We have officially entered what is widely known as “Christmas week.” Of course, retail stores have been displaying their Christmas finery for months already: Christmas trees and ornaments, animated Santa Claus figures, candy canes of all sizes, and brightly wrapped fake holiday gifts shouting, “It’s time for you, shoppers, to spend your Christmas money and help us put our fiscal years in the black!”
I suspect you have also grown tired of the repeated question, “What is the true meaning of Christmas?” Amazingly, we hear celebrities and pundits offering their opinions, as if there were many answers to the question. They suggest answers such as “family,” “generosity,” “love and kindness toward one another,” “childlike wonder” and many others.
All very nice. But in reality, there is only one proper response to express the true meaning of Christmas. It is stated very clearly and concisely in John 1:14, “The Word became flesh and made His dwelling among us.” God – the Creator and sustainer of the universe – took on human form and came to earth in the form of a baby, growing to become our ultimate teacher, role model, Savior, Redeemer, and Lord.
During this season countless sermons and messages are presented to convey the importance and magnitude of Christmas. It has been this way for many centuries. So, what can be added to what has already been said and written? Perhaps we do not need something more, but to pause and reflect, to remember what we know. Consider a few of the other truths we find in the opening chapter of the New Testament’s gospel of John:
Jesus was from the beginning. Jesus Christ, the Son of God, did not come into existence one amazing morning 2,000 years ago in a small Middle Eastern town called Bethlehem. That was just the moment when, as quoted already, “the Word – Jesus – become flesh. He and God the Father have always been “In the beginning was the Word, and the Word was with God, and the Word was God. He was with God in the beginning. Through Him all things were made; without Him nothing was made that was made” (John 1:1-3).
Jesus came to give life and bring light. Before Jesus was born into the world as a human child, God had revealed Himself in many ways. He worked through human writers to give us the Old Testament, a history of His workings through humankind up to that point and a record of His commands and statutes for right living. But Jesus came to rescue us from dead, “religious” works and offer the one and only path to life that will not end. “In Him was life, and that life was the light of men. The light shines in the darkness, but the darkness has not understood it” (John 1:4-5).
Jesus offered us the way to become members of God’s family. The Bible teaches that every man, woman, and children is God’s creation, made in His image. But not all are members of His divine, eternal family. That requires a unique transaction, receiving as a gift what is available only through Jesus Christ. “Yet to all who received Him, to those who believed in His name, He gave the right to become children of God – children born not of natural descent, nor of human decision or a husband’s will, but born of God” (John 1:12-13). Later Jesus expanded on this promise: “I am the way and the truth and the life. No one comes to the Father except through Me” (John 14:6).

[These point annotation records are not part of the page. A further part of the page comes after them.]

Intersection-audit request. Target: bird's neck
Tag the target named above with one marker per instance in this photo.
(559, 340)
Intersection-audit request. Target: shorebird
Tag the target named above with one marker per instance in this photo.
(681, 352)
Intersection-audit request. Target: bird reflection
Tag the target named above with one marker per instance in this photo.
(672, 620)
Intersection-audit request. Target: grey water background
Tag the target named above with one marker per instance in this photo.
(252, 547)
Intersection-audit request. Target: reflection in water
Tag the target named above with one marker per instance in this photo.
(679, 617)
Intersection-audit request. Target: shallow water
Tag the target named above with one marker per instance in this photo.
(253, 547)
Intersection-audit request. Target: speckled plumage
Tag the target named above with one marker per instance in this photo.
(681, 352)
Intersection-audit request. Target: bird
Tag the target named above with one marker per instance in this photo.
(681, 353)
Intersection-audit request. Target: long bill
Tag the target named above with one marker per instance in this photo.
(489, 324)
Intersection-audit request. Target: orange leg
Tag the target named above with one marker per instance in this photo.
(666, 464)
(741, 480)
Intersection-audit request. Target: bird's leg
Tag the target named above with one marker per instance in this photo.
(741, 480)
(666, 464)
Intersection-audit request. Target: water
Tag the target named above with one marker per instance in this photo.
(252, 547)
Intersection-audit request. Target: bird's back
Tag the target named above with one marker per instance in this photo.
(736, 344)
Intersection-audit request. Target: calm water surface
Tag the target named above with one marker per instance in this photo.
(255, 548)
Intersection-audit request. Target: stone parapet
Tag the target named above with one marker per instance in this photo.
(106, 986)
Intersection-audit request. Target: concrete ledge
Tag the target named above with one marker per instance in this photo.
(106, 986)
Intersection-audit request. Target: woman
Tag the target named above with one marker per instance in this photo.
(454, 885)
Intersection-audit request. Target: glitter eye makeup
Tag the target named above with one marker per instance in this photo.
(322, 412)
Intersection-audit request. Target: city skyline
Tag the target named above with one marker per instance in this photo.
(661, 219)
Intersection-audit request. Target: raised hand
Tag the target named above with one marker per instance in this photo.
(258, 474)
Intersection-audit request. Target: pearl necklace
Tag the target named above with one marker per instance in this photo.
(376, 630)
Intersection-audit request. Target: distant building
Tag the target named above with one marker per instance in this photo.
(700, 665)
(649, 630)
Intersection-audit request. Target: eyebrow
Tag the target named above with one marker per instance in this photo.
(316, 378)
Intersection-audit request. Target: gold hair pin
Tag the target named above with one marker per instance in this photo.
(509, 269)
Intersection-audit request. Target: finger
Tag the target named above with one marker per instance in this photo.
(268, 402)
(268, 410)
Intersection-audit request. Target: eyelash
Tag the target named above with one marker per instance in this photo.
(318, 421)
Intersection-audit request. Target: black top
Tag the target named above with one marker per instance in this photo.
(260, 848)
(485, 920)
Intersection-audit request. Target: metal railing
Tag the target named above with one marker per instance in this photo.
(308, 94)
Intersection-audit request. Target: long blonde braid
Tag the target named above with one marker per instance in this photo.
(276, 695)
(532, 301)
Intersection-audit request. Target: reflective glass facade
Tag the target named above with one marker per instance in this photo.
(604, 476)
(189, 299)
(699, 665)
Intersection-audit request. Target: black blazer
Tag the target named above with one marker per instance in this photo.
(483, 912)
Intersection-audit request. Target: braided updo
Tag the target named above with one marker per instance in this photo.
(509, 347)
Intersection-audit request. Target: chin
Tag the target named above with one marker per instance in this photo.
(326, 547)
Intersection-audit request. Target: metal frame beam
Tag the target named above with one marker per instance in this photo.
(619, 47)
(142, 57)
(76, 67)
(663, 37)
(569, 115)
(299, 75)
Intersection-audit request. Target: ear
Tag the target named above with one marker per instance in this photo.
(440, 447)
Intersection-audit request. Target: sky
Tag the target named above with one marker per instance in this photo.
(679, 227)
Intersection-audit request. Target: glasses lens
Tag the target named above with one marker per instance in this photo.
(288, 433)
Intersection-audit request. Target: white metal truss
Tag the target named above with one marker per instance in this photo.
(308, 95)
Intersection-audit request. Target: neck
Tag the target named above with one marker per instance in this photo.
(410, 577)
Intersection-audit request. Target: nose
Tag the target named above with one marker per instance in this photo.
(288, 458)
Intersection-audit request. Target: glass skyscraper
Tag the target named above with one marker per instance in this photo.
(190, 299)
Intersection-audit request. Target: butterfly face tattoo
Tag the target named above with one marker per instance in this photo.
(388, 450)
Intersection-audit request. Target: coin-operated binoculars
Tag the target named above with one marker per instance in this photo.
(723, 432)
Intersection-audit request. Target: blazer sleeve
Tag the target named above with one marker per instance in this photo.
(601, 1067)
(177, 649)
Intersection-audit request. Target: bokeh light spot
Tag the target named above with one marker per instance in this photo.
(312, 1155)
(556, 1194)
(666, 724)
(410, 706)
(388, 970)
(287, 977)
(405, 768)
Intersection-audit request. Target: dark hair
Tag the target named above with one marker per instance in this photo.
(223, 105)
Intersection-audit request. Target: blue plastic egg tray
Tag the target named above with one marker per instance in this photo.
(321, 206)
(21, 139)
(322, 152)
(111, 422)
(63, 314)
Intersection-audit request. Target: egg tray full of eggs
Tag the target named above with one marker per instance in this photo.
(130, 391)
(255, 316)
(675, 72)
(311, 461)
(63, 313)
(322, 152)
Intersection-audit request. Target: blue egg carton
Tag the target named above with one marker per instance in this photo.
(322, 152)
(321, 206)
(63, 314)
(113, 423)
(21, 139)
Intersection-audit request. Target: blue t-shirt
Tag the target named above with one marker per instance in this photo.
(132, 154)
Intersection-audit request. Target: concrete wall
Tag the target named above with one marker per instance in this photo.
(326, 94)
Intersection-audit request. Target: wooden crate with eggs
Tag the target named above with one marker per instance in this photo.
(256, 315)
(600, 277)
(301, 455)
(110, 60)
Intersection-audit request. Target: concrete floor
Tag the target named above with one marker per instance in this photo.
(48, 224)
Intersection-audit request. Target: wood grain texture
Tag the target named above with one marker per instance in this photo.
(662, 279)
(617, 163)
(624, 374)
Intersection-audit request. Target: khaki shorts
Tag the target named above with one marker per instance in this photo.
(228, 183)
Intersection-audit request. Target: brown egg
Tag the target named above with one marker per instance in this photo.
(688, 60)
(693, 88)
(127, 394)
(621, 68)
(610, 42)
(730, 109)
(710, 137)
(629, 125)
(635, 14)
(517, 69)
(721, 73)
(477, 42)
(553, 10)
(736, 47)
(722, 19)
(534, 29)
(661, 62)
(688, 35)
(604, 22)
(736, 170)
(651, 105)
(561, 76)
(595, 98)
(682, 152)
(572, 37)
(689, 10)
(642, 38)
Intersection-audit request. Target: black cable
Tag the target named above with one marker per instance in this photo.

If we ponder these truths, need there be any questions about “the true meaning of Christmas”?
© 2022. Robert J. Tamasy has written Marketplace Ambassadors: CBMC’s Continuing Legacy of Evangelism and Discipleship; Business at Its Best: Timeless Wisdom from Proverbs for Today’s Workplace; Pursuing Life With a Shepherd’s Heart, coauthored with Ken Johnson; and The Heart of Mentoring, coauthored with David A. Stoddard. Bob’s biweekly blog is: www.bobtamasy.blogspot.com.
1. Have you heard people talking about the true meaning of Christmas, whether at work, in your community, or maybe on TV or the radio? What kinds of answers have you heard?
2. If someone were to ask you about your views regarding the true meaning of Christmas, how would you respond? Has the answer you would give changed over the years? If so, in what ways?
3. What does the phrase, “The Word became flesh and made his dwelling among us,” mean to you? How would you explain your understanding of that to someone else?
4. Jesus said of Himself that He is light (John 8:12, 9:5) and life (John 11:25-26)? What are some ways in which you think that is true? Why is this important?